The death of Cosmo, whose liberality had given him both affluence and leisure, threatened Galileo with pecuniary difficulties. He had been involved in a "great load of debt," owing to the circumstances of his brother's family; and, in order to relieve himself, he had requested Castelli to dispose of the pension of his son Vincenzo. In addition to this calamity he was now alarmed at the prospect of losing his salary as an extraordinary professor at Pisa. The great youth of Ferdinand, who was scarcely of age, induced Galileo's enemies, in 1629, to raise doubts respecting the payment of a salary to a professor who neither resided nor lectured in the university; but the question was decided in his favour, and we have no doubt that the decision was facilitated by the friendly recommendation of the Pope, to which we have already referred.

Although Galileo had made a narrow escape from the grasp of the Inquisition, yet he was never sufficiently sensible of the lenity which he experienced. When he left Rome in 1616, under the solemn pledge of never again teaching the obnoxious doctrine, it was with a hostility against the church, suppressed but deeply cherished; and his resolution to propagate the heresy seems to have been coeval with the vow by which he renounced it. In the year 1618, when he communicated his theory of the tides to the Archduke Leopold, he alludes in the most sarcastic manner to the conduct of the church. The same hostile tone, more or less, pervaded all his writings, and, while he laboured to sharpen the edge of his satire, he endeavoured to guard himself against its effects, by an affectation of the humblest deference to the decisions of theology. Had Galileo stood alone, his devotion to science might have withdrawn him from so hopeless a contest; but he was spurred on by the violence of a party. The Lyncaean Academy never scrupled to summon him from his researches. They placed him in the forlorn hope of their combat, and he at last fell a victim to the rashness of his friends.

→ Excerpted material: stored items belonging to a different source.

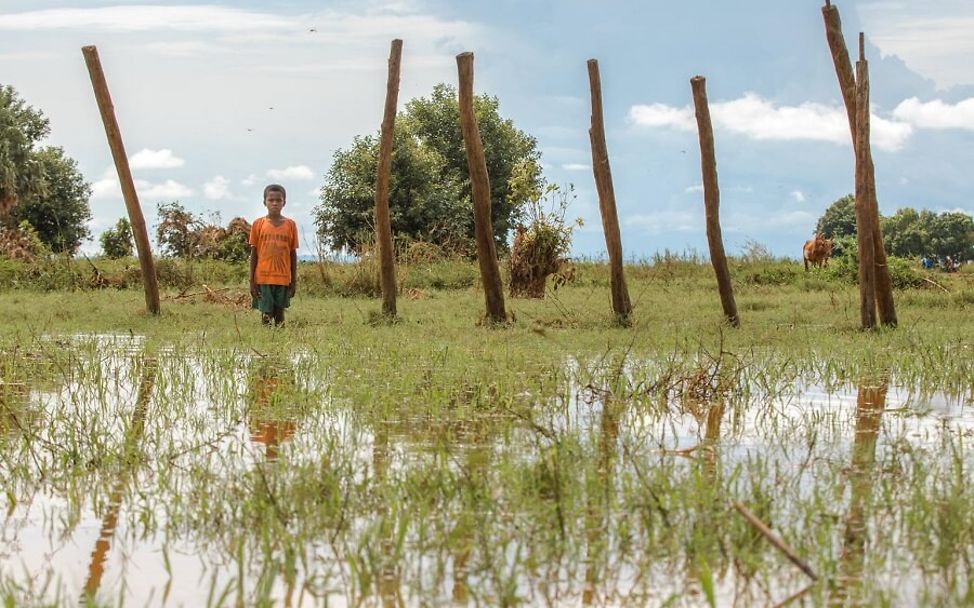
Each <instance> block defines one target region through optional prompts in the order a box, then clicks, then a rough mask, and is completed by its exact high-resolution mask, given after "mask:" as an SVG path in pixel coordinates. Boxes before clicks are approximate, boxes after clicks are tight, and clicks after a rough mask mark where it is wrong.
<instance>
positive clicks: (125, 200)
mask: <svg viewBox="0 0 974 608" xmlns="http://www.w3.org/2000/svg"><path fill="white" fill-rule="evenodd" d="M81 52H82V53H83V54H84V56H85V63H86V64H87V65H88V75H89V76H91V87H92V88H93V89H94V91H95V100H96V101H97V102H98V111H99V112H100V113H101V120H102V123H104V125H105V135H106V136H108V147H109V148H111V150H112V158H113V159H114V160H115V170H116V171H117V172H118V181H119V184H121V186H122V196H123V197H124V198H125V208H126V209H127V210H128V215H129V223H130V224H131V225H132V235H133V236H134V237H135V249H136V251H138V253H139V266H141V268H142V285H143V286H144V287H145V305H146V308H147V309H148V310H149V312H150V313H152V314H154V315H157V314H159V282H158V280H157V278H156V267H155V263H154V262H153V261H152V248H151V247H150V246H149V233H148V232H147V231H146V228H145V218H144V217H143V216H142V207H141V206H140V205H139V195H138V194H137V193H136V191H135V182H134V181H132V171H131V170H130V169H129V160H128V156H126V154H125V146H124V144H123V143H122V134H121V132H120V131H119V128H118V120H116V118H115V106H114V105H112V97H111V95H110V94H109V92H108V83H107V82H106V81H105V72H104V71H103V70H102V68H101V60H100V59H99V58H98V49H97V48H95V47H94V46H85V47H82V48H81Z"/></svg>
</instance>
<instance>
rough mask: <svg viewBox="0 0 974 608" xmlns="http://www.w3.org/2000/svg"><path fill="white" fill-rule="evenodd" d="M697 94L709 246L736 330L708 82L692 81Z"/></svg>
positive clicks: (729, 271) (698, 128) (698, 78)
mask: <svg viewBox="0 0 974 608" xmlns="http://www.w3.org/2000/svg"><path fill="white" fill-rule="evenodd" d="M690 88H691V89H692V90H693V105H694V107H695V108H696V114H697V131H698V132H699V136H700V167H701V171H702V172H703V200H704V207H705V209H706V215H707V244H708V245H709V247H710V263H711V264H713V266H714V272H715V273H716V274H717V289H718V291H720V304H721V306H722V307H723V308H724V316H725V317H726V318H727V322H728V323H730V324H731V325H733V326H734V327H739V326H740V324H741V319H740V317H738V316H737V304H736V303H735V302H734V286H733V285H732V284H731V279H730V269H729V268H728V267H727V256H726V255H725V254H724V239H723V237H722V236H721V233H720V188H719V187H718V185H717V156H716V154H715V152H714V128H713V124H712V122H711V120H710V105H709V103H708V102H707V79H706V78H704V77H703V76H694V77H693V78H691V79H690Z"/></svg>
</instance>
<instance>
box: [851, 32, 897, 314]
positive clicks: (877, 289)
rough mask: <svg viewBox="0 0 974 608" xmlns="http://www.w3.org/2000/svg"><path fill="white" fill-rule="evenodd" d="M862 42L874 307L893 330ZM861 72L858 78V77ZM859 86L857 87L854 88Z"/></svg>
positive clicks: (860, 43) (858, 78)
mask: <svg viewBox="0 0 974 608" xmlns="http://www.w3.org/2000/svg"><path fill="white" fill-rule="evenodd" d="M865 47H866V45H865V39H864V36H863V35H862V33H861V32H860V34H859V62H858V63H857V64H856V78H857V80H859V79H861V80H862V81H863V83H862V86H865V96H866V112H865V116H866V118H865V120H866V122H867V124H866V133H865V138H866V143H865V146H866V150H865V166H864V167H863V171H864V176H863V179H865V181H866V185H867V187H868V196H869V198H868V199H867V200H866V204H867V205H868V206H869V213H870V215H871V216H872V220H871V221H872V226H873V251H874V253H875V257H874V259H873V261H874V263H875V264H876V304H877V306H879V322H880V323H882V324H883V325H886V326H887V327H896V325H897V319H896V304H895V303H894V301H893V280H892V278H891V277H890V276H889V264H888V263H887V261H886V246H885V245H884V243H883V227H882V224H881V223H880V221H879V200H878V198H877V196H876V167H875V165H874V164H873V153H872V145H871V144H870V141H869V124H868V122H869V120H870V116H869V111H868V106H869V62H868V61H866V49H865ZM860 73H861V76H860ZM858 86H860V85H859V84H857V87H858ZM856 104H857V105H856V122H857V124H858V122H859V120H860V118H859V117H860V116H861V114H860V112H859V105H858V104H859V91H858V90H857V91H856ZM859 138H860V134H859V133H857V134H856V144H855V146H854V147H855V149H856V150H857V152H856V153H857V155H858V150H859V146H860V145H861V144H860V143H859Z"/></svg>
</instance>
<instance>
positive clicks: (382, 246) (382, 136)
mask: <svg viewBox="0 0 974 608" xmlns="http://www.w3.org/2000/svg"><path fill="white" fill-rule="evenodd" d="M401 60H402V40H399V39H396V40H393V41H392V47H391V49H390V51H389V77H388V80H387V81H386V105H385V111H384V112H383V115H382V131H381V134H380V136H379V165H378V169H377V171H376V178H375V241H376V243H378V245H379V264H380V266H381V268H380V271H379V272H380V283H381V285H382V313H383V314H385V315H386V316H389V317H395V316H396V256H395V252H394V251H393V245H392V221H391V220H390V219H389V173H390V172H391V171H392V138H393V133H394V128H395V125H396V103H397V102H398V99H399V65H400V62H401Z"/></svg>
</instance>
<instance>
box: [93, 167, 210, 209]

But whatever allowance we may make for the ardour of Galileo's temper, and the peculiarity of his position; and however we may justify and even approve of his past conduct, his visit to Urban VIII., in 1624, placed him in a new relation to the church, which demanded on his part a new and corresponding demeanour. The noble and generous reception which he met with from Urban, and the liberal declaration of Cardinal Hohenzoller on the subject of the Copernican system, should have been regarded as expressions of regret for the past, and offers of conciliation for the future. Thus honoured by the head of the church, and befriended by its dignitaries, Galileo must have felt himself secure against the indignities of its lesser functionaries, and in the possession of the fullest license to prosecute his researches and publish his discoveries, provided he avoided that dogma of the church which, even in the present day, it has not ventured to renounce. But Galileo was bound to the Romish hierarchy by even stronger ties. His son and himself were pensioners of the church, and, having accepted of its alms, they owed to it, at least, a decent and respectful allegiance. The pension thus given by Urban was not a remuneration which sovereigns sometimes award to the services of their subjects. Galileo was a foreigner at Rome. The sovereign of the papal state owed him no obligation; and hence we must regard the pension of Galileo as a donation from the Roman Pontiff to science itself, and as a declaration to the Christian world that religion was not jealous of philosophy, and that the church of Rome was willing to respect and foster even the genius of its enemies.